New York Gov. Andrew Cuomo

AP Photo

Cuomo: Create N.Y. State Gaming Commission

New body would merge Racing and Wagerig Board with lottery/racetrack VLT agency.

New York Gov. Andrew Cuomo wants to eliminate the state’s chief racing industry regulatory body and merge it with an agency that now runs the state’s lottery and racetrack VLT programs.

The plan, contained in Cuomo’s 2012 budget proposal released Jan. 17, would merge the state Racing and Wagering Board with the state Lottery Division into the New York State Gaming Commission.

The idea comes as Cuomo is also pushing a change in the state constitution to expand casino gambling on non-Indian lands -- an effort he says would be worth “a relatively conservative estimate’’ of $1 billion.

The governor, who has called for a top-down examination of the racing and gambling industry in New York, also proposed creating a new “independent’’ Office of Racing Development and Promotion to assume the operational functions of three existing funds: the state Thoroughbred Breeding and Development Fund, the Agriculture and New York State Horse Breeding Development Fund, and the state Quarter Horse Breeding and Development Fund.

The budget would also cut the number of state government workers assigned to oversight work at harness tracks.

“The gaming industries constitute a vital sector of New York’s overall economy and their continued growth would contribute to the economic development and job creation in New York state,’’ states a legislative memo by the administration in promoting the merger of the racing board and lottery agency and the new breeding fund program.

“At present, there is not overall coordination of gaming policy and regulation. Regulation of gaming must be conducted in the most efficient, transparent, and effective manner possible,’’ the memo states.

“Consolidation of various regulatory functions into a single oversight body with broad powers would increase efficiency, reduce costs, and eliminate unnecessary regulation redundancies,’’ it adds.

The administration says it is seeking a “robust’’ regulatory structure to better ensure gambling is conducted with the “highest integrity, credibility, and quality.’’

The plan, if approved by the legislature, would take effect May 1.

The racing board regulates the horse racing industry, as well as gambling by charitable organizations, off-track betting corporations, and Indian-owned casinos. The state lottery division, besides overseeing the state’s lottery games, regulates the VLT casinos operating at New York’s racetracks.
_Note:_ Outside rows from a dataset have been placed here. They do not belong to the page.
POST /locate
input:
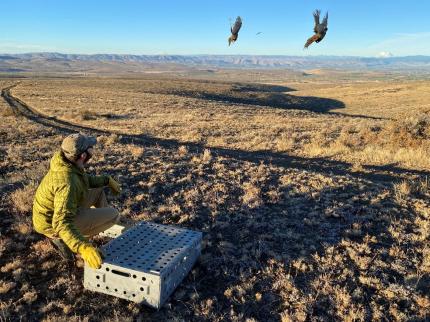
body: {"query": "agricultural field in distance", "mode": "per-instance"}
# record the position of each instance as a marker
(312, 191)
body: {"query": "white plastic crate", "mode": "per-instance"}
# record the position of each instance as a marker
(146, 263)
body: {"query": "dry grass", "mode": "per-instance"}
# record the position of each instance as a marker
(313, 230)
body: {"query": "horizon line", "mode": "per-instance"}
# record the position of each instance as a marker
(188, 55)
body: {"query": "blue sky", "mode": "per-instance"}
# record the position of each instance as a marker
(359, 28)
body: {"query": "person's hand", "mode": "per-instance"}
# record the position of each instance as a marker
(114, 186)
(90, 255)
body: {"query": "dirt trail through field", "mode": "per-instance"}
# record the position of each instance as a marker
(387, 173)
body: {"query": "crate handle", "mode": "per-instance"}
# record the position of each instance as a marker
(114, 271)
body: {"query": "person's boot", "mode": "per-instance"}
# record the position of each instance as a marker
(62, 249)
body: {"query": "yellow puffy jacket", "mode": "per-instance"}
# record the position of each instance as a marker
(58, 197)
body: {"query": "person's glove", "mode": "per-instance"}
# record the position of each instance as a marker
(90, 255)
(114, 186)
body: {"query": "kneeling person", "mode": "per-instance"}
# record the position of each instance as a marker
(70, 206)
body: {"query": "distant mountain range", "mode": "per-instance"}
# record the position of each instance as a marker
(57, 62)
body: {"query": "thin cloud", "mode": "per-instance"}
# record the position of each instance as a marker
(419, 40)
(12, 47)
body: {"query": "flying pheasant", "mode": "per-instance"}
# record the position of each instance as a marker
(235, 31)
(320, 29)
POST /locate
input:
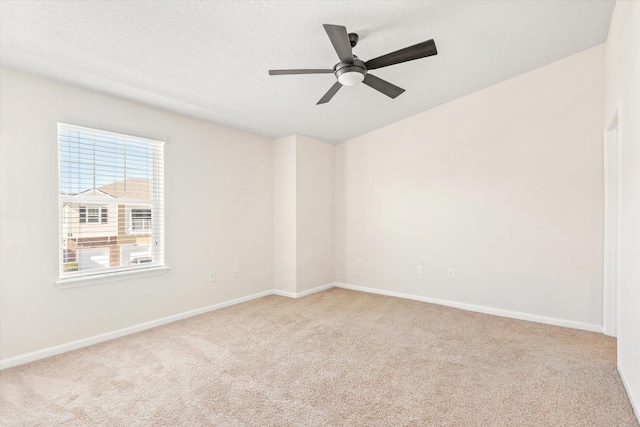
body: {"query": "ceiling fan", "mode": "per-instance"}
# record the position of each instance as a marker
(351, 70)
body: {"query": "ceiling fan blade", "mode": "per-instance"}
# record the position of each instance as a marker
(392, 91)
(304, 71)
(417, 51)
(327, 96)
(340, 40)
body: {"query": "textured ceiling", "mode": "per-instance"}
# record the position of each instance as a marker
(210, 59)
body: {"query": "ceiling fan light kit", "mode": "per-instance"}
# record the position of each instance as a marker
(351, 70)
(350, 74)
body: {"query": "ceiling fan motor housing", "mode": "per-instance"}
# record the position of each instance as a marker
(350, 74)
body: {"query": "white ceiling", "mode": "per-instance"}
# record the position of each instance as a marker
(210, 59)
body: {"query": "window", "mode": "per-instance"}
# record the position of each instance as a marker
(140, 220)
(93, 214)
(111, 202)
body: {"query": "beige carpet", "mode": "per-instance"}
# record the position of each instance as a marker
(334, 358)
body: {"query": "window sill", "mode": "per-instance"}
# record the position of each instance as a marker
(110, 277)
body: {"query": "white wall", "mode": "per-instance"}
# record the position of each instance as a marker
(314, 201)
(218, 213)
(504, 185)
(284, 214)
(303, 214)
(623, 85)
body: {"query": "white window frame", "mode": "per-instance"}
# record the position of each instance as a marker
(130, 219)
(101, 210)
(156, 203)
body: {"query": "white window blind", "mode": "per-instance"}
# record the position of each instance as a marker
(111, 201)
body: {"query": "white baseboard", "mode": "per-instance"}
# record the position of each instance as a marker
(305, 293)
(74, 345)
(634, 404)
(85, 342)
(480, 309)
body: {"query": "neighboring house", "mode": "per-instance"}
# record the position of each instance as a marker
(109, 233)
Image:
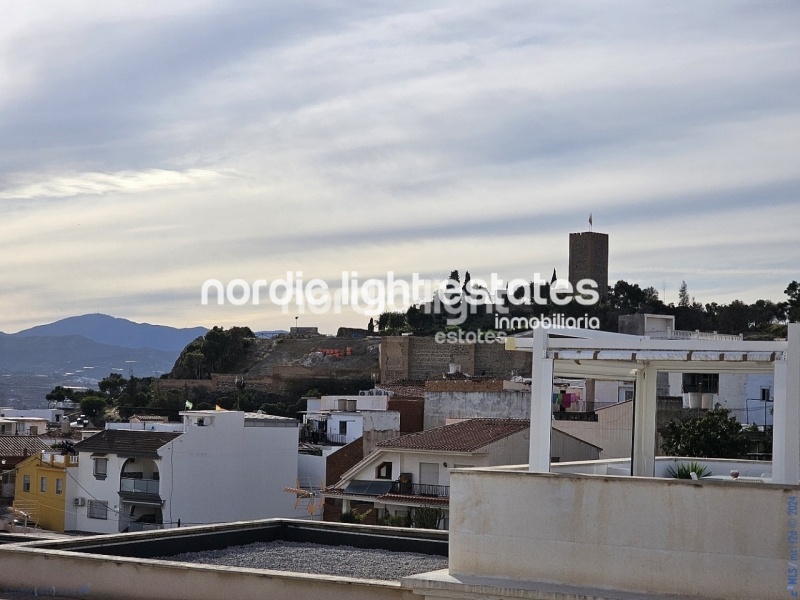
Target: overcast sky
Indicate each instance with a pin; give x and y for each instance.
(150, 146)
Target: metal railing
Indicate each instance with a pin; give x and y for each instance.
(317, 437)
(143, 486)
(680, 334)
(420, 489)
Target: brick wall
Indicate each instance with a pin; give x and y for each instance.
(343, 459)
(412, 413)
(464, 385)
(420, 358)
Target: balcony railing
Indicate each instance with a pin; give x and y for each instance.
(317, 437)
(678, 334)
(420, 489)
(60, 460)
(144, 526)
(142, 486)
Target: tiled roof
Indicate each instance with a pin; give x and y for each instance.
(406, 498)
(405, 388)
(465, 436)
(125, 442)
(21, 445)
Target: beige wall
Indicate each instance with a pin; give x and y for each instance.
(612, 431)
(70, 574)
(635, 534)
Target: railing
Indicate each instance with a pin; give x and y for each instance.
(144, 526)
(678, 334)
(420, 489)
(59, 459)
(143, 486)
(316, 437)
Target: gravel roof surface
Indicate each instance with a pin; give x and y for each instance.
(319, 559)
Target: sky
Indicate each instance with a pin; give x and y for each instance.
(148, 147)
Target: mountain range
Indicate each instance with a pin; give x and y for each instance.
(81, 350)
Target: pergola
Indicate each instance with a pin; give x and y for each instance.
(591, 354)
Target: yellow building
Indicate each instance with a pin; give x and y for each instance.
(41, 490)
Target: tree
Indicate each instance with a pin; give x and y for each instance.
(713, 435)
(683, 295)
(112, 385)
(93, 406)
(793, 308)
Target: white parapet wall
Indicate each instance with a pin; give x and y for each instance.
(646, 535)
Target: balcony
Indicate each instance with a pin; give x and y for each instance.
(420, 489)
(59, 460)
(138, 486)
(323, 438)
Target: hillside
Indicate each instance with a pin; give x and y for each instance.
(287, 356)
(105, 329)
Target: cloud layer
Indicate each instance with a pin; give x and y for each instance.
(149, 148)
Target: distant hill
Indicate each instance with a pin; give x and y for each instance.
(74, 356)
(81, 351)
(114, 331)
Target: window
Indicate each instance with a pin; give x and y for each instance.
(701, 382)
(383, 471)
(429, 473)
(97, 510)
(100, 468)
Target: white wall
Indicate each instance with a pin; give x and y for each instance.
(612, 431)
(375, 402)
(53, 415)
(629, 533)
(225, 471)
(147, 426)
(91, 488)
(355, 425)
(508, 404)
(311, 469)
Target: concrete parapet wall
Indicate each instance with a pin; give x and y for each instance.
(113, 567)
(644, 535)
(31, 572)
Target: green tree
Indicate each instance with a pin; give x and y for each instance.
(683, 295)
(713, 435)
(793, 308)
(112, 385)
(93, 406)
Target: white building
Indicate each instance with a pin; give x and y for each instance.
(23, 425)
(414, 470)
(224, 466)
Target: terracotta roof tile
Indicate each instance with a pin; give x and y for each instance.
(465, 436)
(125, 442)
(409, 388)
(21, 445)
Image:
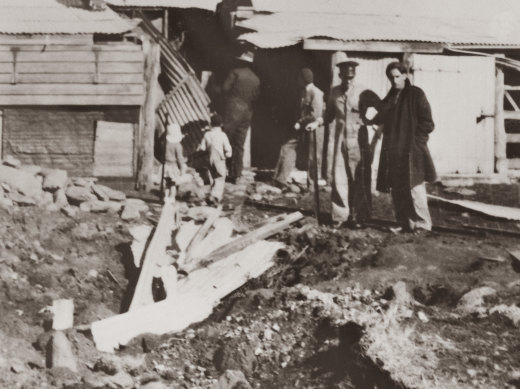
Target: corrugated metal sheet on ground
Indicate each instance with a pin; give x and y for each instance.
(461, 92)
(186, 101)
(114, 149)
(286, 28)
(51, 17)
(210, 5)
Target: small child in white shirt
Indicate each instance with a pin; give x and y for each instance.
(216, 143)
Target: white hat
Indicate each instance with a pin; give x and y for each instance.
(246, 56)
(173, 133)
(342, 59)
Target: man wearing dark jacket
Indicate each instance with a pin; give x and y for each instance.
(241, 88)
(405, 163)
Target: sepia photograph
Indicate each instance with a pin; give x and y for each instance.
(260, 194)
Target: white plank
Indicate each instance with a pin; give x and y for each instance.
(62, 314)
(72, 89)
(498, 211)
(221, 234)
(141, 234)
(118, 100)
(72, 56)
(73, 67)
(193, 301)
(78, 78)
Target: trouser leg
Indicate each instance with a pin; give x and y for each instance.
(286, 161)
(311, 156)
(403, 206)
(340, 190)
(422, 218)
(237, 159)
(217, 188)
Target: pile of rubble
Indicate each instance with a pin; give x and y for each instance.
(53, 190)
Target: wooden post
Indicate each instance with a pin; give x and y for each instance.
(147, 121)
(500, 131)
(166, 23)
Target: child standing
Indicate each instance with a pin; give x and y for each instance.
(216, 143)
(174, 160)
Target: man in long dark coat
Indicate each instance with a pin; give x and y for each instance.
(240, 89)
(405, 163)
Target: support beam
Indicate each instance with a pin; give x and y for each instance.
(500, 130)
(147, 121)
(372, 46)
(155, 257)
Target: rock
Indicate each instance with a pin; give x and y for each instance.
(130, 213)
(256, 197)
(60, 199)
(262, 188)
(138, 203)
(20, 181)
(21, 200)
(232, 379)
(154, 385)
(64, 378)
(11, 162)
(31, 169)
(473, 301)
(55, 179)
(120, 380)
(105, 193)
(77, 195)
(512, 312)
(94, 381)
(59, 353)
(294, 188)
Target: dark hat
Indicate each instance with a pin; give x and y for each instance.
(347, 64)
(306, 75)
(343, 61)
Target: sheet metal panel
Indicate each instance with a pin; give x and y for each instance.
(210, 5)
(461, 92)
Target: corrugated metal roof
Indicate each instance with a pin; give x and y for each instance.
(53, 17)
(210, 5)
(284, 28)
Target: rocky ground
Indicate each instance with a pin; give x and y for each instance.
(341, 309)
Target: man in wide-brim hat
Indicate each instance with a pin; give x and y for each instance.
(351, 170)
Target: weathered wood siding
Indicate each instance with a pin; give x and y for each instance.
(60, 137)
(102, 74)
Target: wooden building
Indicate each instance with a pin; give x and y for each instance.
(71, 87)
(460, 58)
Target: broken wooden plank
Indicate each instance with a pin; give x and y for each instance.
(242, 242)
(202, 232)
(62, 314)
(193, 300)
(497, 211)
(156, 252)
(185, 234)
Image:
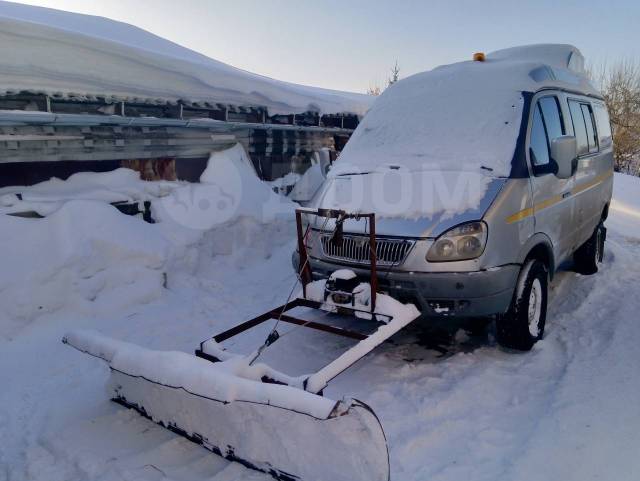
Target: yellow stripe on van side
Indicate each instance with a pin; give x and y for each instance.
(529, 211)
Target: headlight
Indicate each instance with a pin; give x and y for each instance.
(464, 242)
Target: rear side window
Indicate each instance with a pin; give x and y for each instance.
(592, 139)
(551, 117)
(538, 146)
(583, 127)
(604, 127)
(547, 125)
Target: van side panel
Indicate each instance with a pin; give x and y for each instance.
(594, 178)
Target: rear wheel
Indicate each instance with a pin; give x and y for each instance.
(523, 324)
(590, 254)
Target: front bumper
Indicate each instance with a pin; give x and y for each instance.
(440, 294)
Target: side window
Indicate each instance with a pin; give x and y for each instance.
(551, 117)
(604, 127)
(538, 146)
(591, 131)
(579, 127)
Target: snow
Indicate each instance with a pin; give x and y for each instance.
(220, 381)
(120, 185)
(229, 188)
(73, 55)
(566, 410)
(460, 117)
(401, 193)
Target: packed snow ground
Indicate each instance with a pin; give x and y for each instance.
(567, 410)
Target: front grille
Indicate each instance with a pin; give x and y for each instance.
(357, 249)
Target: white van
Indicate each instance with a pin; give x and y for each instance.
(485, 177)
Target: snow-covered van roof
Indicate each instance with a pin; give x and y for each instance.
(72, 55)
(460, 117)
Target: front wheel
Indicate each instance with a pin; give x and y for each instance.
(523, 324)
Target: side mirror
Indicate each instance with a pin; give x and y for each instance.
(564, 152)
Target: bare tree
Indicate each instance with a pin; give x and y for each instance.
(374, 90)
(395, 73)
(620, 86)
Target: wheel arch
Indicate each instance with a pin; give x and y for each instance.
(539, 247)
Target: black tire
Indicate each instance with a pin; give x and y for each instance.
(591, 253)
(514, 329)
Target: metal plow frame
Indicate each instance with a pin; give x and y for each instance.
(345, 443)
(278, 424)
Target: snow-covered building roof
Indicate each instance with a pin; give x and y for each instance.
(72, 55)
(461, 117)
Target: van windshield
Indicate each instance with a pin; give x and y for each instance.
(462, 117)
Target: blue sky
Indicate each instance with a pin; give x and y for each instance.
(351, 45)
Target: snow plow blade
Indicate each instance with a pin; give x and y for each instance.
(281, 430)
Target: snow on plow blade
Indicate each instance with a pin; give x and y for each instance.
(280, 430)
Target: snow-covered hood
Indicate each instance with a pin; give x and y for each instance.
(464, 116)
(410, 204)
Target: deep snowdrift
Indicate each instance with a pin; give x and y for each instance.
(567, 410)
(62, 53)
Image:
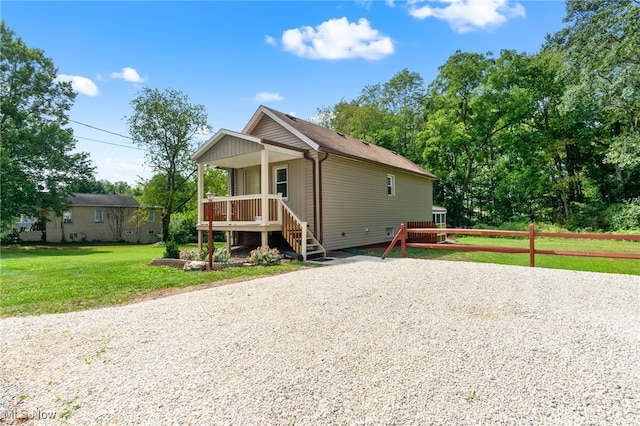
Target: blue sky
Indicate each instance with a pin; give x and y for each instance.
(294, 56)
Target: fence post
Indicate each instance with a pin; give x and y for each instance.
(532, 246)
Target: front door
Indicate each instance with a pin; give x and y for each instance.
(252, 180)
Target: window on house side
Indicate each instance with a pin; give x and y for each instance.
(391, 186)
(67, 217)
(281, 181)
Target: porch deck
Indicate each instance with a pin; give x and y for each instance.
(245, 213)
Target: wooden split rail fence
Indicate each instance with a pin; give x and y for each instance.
(402, 235)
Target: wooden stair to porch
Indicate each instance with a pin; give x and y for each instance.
(299, 237)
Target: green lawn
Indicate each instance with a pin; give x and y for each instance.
(593, 264)
(63, 278)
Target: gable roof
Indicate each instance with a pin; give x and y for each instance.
(102, 200)
(330, 141)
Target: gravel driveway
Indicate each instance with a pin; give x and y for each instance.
(399, 341)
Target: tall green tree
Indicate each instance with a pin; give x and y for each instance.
(474, 108)
(38, 166)
(389, 114)
(165, 124)
(601, 47)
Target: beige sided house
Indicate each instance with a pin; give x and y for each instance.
(316, 188)
(105, 218)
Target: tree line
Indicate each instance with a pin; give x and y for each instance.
(552, 136)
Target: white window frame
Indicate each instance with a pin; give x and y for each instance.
(391, 185)
(67, 217)
(98, 216)
(286, 182)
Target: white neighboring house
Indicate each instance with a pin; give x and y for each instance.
(98, 218)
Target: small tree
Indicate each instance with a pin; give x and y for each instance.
(165, 124)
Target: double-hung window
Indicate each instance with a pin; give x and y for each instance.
(99, 216)
(391, 185)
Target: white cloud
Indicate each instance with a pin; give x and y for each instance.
(264, 97)
(129, 74)
(127, 169)
(338, 39)
(469, 15)
(80, 84)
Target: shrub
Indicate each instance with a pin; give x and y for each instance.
(193, 254)
(264, 256)
(13, 237)
(171, 250)
(221, 256)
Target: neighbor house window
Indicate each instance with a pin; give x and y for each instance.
(391, 185)
(281, 181)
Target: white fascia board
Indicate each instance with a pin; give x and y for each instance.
(217, 137)
(262, 110)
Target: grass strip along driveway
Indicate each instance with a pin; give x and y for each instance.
(590, 264)
(64, 278)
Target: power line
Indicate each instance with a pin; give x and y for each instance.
(109, 143)
(102, 130)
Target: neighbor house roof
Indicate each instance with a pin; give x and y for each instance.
(103, 200)
(333, 142)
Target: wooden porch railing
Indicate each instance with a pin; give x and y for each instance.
(531, 234)
(294, 230)
(242, 209)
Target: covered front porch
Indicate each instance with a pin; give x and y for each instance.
(255, 204)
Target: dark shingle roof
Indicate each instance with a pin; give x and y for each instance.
(103, 200)
(334, 142)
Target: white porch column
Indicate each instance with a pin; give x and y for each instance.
(200, 197)
(264, 190)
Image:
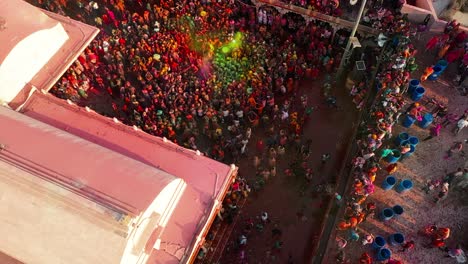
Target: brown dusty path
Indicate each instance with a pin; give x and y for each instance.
(281, 197)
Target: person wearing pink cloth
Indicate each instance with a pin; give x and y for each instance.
(432, 43)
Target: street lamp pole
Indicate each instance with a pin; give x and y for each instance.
(347, 52)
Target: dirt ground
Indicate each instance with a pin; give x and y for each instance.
(292, 205)
(427, 163)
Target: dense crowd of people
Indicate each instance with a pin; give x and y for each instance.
(375, 132)
(451, 46)
(193, 69)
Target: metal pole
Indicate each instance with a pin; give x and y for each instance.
(347, 51)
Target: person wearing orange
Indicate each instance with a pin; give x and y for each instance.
(432, 43)
(427, 72)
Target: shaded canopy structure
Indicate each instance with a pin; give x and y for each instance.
(37, 47)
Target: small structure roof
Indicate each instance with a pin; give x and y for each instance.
(208, 179)
(37, 48)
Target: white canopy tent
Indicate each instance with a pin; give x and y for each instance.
(37, 47)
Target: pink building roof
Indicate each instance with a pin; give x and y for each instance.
(37, 48)
(104, 175)
(205, 175)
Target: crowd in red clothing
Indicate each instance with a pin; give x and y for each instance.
(165, 66)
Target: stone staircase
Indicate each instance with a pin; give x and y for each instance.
(222, 236)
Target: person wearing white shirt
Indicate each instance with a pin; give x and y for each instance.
(462, 123)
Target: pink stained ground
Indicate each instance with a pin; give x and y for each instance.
(427, 163)
(298, 213)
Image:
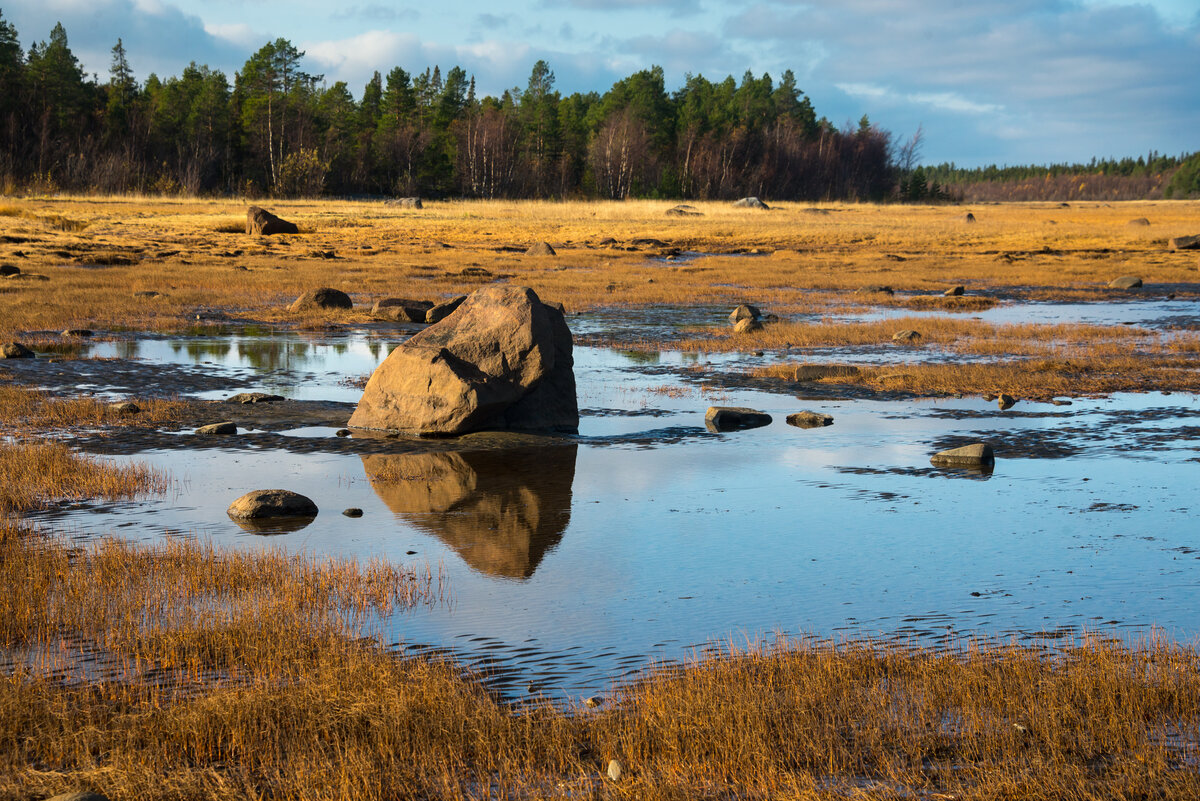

The new commission would be composed of five members, who would serve at the pleasure of the governor. The commission would have broad investigatory powers over the gambling industry, including the right to “monitor’’ the activities of anyone or any entity involved in gambling. People involved in any aspect of the gambling industry during the previous three years would be banned from serving as a commission board member, the legislation states, and there would be a ban on revolving door employment within the industry for four years by departing commission members or officers of the agency.

Any rules or orders in effect by the two agencies would continue with the merged entity.